Understanding when and how often cortisol, which increases blood pressure and destabilizes the immune system, is released can provide information on stress levels and their harm to health.
“By the time you get to your late 20s and early 30s, you’re going to have some damage if there’s been enormous wear and tear on these systems,” Taylor said. “What social support does is it keeps those responses low so the cumulative damage is less.”
Other scientists have charted the effects of positive and negative social contact.
“People that report small social networks are much more likely to die compared to people that have broader, more diverse social networks,” said Ted Robles, an assistant professor of psychology, whose research focuses on the immunological effects of negative relationships.
When couples discuss problems in their relationship in a hostile way, their immune system is weakened so much that wounds on their skin can heal slower than those in couples with more positive relations, Robles said.
Brain chemistry also has a role in how socializing proves healthful.
The nucleus accumbens, a major reward circuit in the brain, is stimulated when one hears positive feedback from their friends, said Naomi Eisenberger, an assistant professor of psychology at UCLA.
“(This is) the same region that’s activated when a rat ingests cocaine or another addictive drug, the same region activated when you receive a lot of money,” Eisenberger said. “Rewarding events (with friends seem to) activate pretty primitive reward regions in the brain.”
Researchers said that these health effects might be linked to an evolutionary need to socialize in order to survive.
“Human beings’ subsistence over hundreds of thousands of years has been organized socially,” said Alan Fiske, a professor of anthropology at UCLA. “None of us could live very long by ourselves.”
But perhaps the easiest way to view the health effects of social contact is to look at those with limited social engagement or failed relationships, the researchers said.

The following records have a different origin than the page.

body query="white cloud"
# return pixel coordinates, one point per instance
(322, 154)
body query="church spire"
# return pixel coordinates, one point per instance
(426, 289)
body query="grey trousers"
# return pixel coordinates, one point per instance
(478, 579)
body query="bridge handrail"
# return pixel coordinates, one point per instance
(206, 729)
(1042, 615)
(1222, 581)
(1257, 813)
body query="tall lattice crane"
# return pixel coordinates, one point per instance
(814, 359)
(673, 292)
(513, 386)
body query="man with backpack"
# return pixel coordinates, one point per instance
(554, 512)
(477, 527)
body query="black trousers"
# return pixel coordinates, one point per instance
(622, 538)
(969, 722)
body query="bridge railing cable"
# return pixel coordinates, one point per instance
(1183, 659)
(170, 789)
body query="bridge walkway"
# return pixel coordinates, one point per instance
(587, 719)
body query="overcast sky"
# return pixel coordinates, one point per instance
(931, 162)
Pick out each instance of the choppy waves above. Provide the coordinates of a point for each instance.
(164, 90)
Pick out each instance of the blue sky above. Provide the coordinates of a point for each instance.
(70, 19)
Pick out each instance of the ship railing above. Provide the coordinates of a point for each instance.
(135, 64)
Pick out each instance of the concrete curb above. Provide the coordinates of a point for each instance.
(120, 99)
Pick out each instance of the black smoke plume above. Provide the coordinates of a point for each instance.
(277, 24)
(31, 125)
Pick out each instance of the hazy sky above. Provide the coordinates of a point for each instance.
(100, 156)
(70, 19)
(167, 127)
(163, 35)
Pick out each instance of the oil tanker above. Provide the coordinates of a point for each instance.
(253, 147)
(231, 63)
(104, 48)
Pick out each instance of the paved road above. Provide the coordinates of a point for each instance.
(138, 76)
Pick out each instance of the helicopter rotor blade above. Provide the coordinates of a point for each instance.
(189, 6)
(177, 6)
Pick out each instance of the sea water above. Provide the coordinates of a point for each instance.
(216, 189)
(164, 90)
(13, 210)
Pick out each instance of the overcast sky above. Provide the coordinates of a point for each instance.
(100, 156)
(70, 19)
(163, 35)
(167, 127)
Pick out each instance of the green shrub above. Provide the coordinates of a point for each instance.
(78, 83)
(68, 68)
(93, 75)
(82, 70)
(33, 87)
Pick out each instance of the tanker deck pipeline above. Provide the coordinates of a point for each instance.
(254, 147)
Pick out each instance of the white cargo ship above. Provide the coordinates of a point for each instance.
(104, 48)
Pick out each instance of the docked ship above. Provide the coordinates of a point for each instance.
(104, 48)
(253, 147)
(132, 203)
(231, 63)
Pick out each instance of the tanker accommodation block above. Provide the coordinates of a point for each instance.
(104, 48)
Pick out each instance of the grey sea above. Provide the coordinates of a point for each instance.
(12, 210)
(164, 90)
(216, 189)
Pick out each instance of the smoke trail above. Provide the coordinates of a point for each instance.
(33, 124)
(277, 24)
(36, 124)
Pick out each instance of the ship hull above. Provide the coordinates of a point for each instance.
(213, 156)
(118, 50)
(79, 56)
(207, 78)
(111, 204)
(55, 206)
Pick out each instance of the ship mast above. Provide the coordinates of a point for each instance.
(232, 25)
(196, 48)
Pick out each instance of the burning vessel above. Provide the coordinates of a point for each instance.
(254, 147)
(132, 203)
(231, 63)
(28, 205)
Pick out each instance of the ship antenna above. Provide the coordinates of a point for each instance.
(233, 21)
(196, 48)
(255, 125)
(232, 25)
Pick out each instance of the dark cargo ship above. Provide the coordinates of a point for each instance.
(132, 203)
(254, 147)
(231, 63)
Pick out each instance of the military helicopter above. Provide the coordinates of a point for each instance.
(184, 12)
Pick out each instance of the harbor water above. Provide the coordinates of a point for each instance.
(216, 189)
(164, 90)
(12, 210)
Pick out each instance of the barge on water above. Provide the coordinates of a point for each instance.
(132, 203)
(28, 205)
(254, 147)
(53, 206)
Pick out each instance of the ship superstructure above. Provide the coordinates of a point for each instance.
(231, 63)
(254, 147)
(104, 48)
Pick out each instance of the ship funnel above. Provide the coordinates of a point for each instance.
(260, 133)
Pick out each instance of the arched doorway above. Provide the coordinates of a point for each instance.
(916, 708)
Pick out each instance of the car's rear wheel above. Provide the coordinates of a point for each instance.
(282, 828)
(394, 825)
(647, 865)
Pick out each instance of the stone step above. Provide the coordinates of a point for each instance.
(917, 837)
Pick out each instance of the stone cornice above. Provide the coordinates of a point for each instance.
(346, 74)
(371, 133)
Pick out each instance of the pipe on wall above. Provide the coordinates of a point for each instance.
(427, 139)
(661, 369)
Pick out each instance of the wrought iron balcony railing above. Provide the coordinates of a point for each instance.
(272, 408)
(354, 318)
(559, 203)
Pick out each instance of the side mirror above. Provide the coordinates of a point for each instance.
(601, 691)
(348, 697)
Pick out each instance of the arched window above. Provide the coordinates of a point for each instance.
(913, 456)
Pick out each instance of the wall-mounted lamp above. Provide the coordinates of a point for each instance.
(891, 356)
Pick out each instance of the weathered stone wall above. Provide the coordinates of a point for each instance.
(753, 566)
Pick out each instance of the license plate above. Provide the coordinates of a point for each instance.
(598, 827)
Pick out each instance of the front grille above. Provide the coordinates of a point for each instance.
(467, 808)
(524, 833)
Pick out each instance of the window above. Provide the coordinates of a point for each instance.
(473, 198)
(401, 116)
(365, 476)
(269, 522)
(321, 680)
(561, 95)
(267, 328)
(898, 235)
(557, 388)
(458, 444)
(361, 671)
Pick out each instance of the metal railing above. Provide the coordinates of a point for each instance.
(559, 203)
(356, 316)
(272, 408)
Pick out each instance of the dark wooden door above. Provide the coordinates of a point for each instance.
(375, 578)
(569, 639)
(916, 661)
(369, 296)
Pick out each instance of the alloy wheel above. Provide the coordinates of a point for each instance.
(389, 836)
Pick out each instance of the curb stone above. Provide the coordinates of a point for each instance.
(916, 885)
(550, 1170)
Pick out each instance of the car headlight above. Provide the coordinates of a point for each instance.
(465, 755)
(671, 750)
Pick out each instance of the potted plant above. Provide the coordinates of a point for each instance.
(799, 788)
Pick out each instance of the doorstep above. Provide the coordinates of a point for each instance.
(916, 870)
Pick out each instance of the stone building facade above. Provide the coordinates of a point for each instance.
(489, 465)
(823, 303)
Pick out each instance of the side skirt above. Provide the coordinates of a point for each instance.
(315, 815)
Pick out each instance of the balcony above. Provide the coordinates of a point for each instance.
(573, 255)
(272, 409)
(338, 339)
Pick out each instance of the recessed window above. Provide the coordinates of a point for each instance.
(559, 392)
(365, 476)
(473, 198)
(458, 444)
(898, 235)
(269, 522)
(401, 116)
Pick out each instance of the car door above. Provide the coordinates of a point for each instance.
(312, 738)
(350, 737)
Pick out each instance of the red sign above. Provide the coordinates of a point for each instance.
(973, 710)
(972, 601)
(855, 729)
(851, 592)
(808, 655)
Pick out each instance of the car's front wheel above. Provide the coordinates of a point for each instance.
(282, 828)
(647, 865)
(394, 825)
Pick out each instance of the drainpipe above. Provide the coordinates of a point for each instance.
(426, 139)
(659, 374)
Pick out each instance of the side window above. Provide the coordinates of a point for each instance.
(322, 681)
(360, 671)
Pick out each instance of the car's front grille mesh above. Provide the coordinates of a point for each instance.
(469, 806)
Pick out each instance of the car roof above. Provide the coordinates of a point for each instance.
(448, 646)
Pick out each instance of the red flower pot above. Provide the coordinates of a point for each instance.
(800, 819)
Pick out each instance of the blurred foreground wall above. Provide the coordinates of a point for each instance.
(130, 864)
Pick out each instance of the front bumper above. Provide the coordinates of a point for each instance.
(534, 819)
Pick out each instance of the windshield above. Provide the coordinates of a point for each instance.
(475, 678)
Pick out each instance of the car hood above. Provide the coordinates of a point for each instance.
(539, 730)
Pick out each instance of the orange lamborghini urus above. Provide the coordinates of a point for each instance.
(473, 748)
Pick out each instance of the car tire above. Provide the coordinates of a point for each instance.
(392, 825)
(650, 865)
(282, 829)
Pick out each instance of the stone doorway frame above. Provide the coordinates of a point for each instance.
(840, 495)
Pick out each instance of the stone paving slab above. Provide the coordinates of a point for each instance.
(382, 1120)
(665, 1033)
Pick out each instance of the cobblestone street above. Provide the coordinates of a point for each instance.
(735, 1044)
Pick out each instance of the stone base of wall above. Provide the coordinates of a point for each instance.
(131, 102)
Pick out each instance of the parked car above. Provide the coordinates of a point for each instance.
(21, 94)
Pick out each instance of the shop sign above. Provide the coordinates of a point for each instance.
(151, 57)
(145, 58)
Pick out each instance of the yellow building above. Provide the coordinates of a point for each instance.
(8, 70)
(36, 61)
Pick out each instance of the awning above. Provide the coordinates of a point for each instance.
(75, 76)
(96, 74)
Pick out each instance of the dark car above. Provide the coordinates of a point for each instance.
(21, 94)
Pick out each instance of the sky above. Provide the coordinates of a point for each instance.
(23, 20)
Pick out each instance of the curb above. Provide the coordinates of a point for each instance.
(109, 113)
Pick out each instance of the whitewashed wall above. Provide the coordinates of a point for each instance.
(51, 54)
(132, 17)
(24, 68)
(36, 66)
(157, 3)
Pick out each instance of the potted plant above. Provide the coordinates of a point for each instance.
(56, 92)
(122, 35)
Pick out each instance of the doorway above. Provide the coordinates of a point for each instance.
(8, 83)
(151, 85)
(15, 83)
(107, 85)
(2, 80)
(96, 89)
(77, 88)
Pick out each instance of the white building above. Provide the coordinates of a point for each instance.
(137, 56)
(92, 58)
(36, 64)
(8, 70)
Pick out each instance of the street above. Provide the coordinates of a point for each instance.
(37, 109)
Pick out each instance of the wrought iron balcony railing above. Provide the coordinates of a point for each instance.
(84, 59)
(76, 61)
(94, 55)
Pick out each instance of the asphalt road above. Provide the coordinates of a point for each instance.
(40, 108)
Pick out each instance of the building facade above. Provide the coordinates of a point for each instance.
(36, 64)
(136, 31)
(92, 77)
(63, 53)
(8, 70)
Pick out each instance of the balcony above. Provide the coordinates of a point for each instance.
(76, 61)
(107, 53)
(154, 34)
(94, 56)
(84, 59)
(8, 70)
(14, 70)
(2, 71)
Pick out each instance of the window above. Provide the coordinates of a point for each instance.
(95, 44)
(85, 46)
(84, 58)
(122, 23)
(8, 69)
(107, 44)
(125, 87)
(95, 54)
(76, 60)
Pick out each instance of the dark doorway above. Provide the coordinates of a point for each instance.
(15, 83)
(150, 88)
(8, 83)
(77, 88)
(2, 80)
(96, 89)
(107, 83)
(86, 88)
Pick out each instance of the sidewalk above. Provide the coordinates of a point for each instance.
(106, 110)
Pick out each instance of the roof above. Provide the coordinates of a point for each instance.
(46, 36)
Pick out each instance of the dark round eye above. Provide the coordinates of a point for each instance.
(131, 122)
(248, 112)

“Social isolation is extremely toxic for mental and physical health,” Taylor said.
A similar, but more frequently experienced pain, is that of a broken connection, Fiske noted.
“Some of the most painful things are relationships that don’t work, or when you feel you’ve done something awful to someone,” he said. “People commit suicide because they’ve let down a group. Guilt (and) shame are (some of) the worst feelings.”
While some might struggle to equate being socially cut off to the flu or worse, a growing number of researchers are uncovering that the two are not as unlike as originally thought.
“It is ironic because other people carry the germs that make us sick,” Taylor said. “But it’s the socially isolated that often have the most difficulty health-wise.”